His first book of poetry, Routine Maintenance, will officially launch at an event on June 14 hosted by Alice Major at Audreys Books. It’s already topped the Edmonton bestseller list.
Melfi said he carries a notebook when moving through the city to capture the images that will turn into poems. His day job, as a planner at the City of Edmonton, involves him observing people and things in urban spaces, too. “There’s definitely a link, because my interest in that urban life and cities drew me to urban planning,” Melfi said. “You just spend so much time walking around, talking about spaces, talking about places, always observing and documenting it, that ‘field study’ nature of it — they kind of started to merge.”
Melfi’s work departs from what might be commonly thought of as typically poetic subjects, like beauty or romantic love. Many of his poems are about the gritty, urban places and objects that can be found in Edmonton, like a faulty porch light, a parking stall puddle, or a strip mall sign.
“I flash on for pizza delivered next door. / I flash on as the avenue’s deadbolts tuck in,” Melfi writes in the voice of a porch light in The Faulty Porch Light. “Not trusting / I’m enough, my owner has tacked / a ‘No Trespassing’ sign to the front window.”
Another poem, Drive-Thru, is written from a fast-food worker’s perspective: “I heave the window open / for a brief breeze.
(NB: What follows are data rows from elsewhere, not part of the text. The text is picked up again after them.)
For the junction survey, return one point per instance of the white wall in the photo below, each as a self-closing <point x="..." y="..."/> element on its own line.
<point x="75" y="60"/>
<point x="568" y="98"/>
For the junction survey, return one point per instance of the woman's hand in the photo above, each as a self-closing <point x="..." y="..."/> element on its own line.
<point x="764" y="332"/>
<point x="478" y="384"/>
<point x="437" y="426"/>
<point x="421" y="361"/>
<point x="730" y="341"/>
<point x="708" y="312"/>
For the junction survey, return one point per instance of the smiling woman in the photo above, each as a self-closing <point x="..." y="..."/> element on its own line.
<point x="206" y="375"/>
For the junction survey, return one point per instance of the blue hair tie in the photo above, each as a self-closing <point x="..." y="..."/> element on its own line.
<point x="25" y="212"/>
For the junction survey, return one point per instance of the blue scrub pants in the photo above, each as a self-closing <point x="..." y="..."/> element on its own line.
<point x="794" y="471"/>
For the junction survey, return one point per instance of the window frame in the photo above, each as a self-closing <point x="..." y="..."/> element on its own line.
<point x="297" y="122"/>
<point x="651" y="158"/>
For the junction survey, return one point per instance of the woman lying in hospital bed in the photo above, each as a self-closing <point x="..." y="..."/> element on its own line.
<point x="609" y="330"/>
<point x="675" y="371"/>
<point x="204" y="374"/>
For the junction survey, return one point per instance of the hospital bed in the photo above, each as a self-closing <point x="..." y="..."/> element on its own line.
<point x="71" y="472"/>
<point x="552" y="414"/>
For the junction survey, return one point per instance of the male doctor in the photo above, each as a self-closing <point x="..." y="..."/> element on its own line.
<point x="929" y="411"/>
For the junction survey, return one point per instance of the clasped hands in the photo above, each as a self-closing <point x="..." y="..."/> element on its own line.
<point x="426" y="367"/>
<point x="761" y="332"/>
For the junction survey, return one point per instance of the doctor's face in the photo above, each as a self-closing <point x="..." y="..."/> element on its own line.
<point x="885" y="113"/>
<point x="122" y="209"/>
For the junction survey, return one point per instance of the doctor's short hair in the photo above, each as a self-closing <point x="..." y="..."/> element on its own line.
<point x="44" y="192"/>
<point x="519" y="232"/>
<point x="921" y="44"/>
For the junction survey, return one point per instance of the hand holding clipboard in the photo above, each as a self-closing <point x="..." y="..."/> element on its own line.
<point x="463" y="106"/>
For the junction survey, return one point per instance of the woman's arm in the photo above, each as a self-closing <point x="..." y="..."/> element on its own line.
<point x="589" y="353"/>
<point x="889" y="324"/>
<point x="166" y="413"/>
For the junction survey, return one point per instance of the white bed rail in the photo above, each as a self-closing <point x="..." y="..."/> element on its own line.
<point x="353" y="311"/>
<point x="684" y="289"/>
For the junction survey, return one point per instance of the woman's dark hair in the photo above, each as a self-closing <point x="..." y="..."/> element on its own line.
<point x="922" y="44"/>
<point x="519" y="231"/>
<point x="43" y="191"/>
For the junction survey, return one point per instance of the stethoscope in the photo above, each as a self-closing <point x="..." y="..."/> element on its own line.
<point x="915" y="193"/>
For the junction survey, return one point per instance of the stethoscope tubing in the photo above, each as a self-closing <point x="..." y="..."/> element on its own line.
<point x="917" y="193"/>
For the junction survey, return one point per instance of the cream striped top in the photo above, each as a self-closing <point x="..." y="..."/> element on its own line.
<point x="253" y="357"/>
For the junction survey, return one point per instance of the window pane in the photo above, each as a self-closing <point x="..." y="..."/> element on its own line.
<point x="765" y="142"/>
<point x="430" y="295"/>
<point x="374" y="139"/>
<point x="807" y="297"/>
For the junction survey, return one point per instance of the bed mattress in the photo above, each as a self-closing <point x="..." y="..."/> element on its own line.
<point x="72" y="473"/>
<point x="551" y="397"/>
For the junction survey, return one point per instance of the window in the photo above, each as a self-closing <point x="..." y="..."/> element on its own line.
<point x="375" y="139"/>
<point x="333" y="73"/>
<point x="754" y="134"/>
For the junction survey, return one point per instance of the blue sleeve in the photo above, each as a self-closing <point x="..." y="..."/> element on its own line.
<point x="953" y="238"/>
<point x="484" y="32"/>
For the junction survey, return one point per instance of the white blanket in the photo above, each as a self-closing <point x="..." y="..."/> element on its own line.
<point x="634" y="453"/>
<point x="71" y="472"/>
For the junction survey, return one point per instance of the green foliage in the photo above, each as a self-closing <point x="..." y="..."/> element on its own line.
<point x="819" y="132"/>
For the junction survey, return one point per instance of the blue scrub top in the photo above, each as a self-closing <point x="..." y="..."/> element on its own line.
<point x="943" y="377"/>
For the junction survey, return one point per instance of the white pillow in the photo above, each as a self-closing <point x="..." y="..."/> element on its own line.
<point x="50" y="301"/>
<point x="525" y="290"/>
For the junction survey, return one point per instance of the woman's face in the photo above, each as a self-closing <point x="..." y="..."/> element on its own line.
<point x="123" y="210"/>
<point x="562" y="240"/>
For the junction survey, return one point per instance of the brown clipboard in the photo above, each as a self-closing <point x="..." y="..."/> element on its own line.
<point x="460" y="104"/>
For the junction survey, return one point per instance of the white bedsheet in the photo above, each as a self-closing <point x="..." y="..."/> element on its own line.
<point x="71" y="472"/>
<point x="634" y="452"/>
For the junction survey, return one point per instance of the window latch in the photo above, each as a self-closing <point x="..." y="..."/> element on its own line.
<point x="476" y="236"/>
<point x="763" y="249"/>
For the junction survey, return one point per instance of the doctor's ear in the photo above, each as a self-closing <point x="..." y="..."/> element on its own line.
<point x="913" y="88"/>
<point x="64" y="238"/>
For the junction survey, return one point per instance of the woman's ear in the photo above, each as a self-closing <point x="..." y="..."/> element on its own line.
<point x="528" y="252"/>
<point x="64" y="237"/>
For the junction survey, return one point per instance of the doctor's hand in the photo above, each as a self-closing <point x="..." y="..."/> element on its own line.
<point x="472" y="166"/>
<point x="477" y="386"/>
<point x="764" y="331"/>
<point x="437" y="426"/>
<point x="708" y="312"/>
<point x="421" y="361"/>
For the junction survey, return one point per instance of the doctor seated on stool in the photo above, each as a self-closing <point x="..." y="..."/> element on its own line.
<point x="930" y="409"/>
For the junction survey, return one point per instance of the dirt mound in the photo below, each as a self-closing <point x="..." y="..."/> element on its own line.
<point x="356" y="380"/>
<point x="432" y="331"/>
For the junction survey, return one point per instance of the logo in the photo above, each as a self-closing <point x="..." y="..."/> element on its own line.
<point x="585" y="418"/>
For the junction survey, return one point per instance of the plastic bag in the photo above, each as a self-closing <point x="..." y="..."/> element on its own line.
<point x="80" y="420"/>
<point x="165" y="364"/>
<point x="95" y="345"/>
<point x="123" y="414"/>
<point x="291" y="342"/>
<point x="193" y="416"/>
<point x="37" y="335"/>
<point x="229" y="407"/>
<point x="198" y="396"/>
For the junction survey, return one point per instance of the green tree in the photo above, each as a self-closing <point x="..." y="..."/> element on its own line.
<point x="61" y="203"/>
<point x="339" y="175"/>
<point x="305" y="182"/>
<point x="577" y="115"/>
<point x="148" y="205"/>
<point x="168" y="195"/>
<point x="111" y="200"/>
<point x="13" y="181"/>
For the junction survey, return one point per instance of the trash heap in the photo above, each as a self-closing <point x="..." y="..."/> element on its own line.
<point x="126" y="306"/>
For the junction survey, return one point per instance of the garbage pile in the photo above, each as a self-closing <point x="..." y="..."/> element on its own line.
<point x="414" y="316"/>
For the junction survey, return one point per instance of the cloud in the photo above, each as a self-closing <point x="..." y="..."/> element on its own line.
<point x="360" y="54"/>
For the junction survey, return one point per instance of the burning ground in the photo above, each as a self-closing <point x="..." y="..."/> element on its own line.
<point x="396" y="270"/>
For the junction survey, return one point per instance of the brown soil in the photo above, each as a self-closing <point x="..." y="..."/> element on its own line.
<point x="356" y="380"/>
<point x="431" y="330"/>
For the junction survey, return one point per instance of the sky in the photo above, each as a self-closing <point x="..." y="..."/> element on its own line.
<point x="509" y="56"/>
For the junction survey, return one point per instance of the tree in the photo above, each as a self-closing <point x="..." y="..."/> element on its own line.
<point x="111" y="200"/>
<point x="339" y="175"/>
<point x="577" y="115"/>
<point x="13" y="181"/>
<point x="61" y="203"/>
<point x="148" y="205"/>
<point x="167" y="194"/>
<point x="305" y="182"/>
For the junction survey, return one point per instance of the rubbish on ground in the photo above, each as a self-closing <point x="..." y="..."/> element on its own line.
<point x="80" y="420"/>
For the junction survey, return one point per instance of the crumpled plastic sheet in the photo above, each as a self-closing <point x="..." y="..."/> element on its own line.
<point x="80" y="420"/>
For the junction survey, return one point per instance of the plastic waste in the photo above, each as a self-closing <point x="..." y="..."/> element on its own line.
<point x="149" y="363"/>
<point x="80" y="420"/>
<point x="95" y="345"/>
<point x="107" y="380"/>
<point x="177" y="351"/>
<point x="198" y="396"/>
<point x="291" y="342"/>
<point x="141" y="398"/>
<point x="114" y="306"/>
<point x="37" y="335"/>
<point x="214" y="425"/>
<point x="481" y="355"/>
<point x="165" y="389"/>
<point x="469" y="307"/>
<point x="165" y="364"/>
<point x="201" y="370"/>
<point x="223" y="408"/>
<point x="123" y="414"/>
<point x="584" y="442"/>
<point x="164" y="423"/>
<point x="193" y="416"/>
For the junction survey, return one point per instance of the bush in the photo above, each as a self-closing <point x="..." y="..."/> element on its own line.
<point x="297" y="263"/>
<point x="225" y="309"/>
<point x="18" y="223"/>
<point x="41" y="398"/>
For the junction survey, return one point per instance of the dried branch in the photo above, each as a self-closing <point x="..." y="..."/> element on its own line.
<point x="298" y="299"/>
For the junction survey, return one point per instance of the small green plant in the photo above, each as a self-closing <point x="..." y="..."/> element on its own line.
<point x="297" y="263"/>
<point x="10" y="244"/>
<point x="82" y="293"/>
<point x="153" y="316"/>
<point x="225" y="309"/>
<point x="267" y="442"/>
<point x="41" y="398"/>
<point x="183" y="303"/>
Wafts of pollen / and exhaust greet the burnt beef / as cars queue for burgers and fries.”
Melfi is currently part of the City of Edmonton team revamping the heritage places strategy. There’s a parallel between his job, where he helps shape what should be preserved, and his poems, where he notices and preserves little pieces of Edmonton in words.
“I have a poem about an apartment building in my neighborhood. I just liked walking by that apartment building, and I had to think, ‘Well, why do I like to do that?’ And it just offered a lot of sense of place,” he said. “I think my poems hopefully offer a sense of place, and my role as a planner is to foster or create or improve a sense of place.”
Observant Edmontonians will recognize references in Melfi’s work. “I know I’m no Spitfire podiumed / outside a warplane museum / or a welcome billboard at the city’s limits. / Neither am I a novelty — like the big baseball / bat that swings near Alberta Avenue,” Melfi writes in the voice of a sign in Plaza Sign Down.
“I appreciate the artifacts in our urban environments,” he said. “I think recognizing those artifacts and recognizing what they mean to our city connects to the work that I’m doing about our buildings or our places that matter to us and that we would try to keep or, you know, sometimes we lose them and want to honour them.”
Routine Maintenance, which also includes poems about soccer and yard work, is published by Gaspereau Press.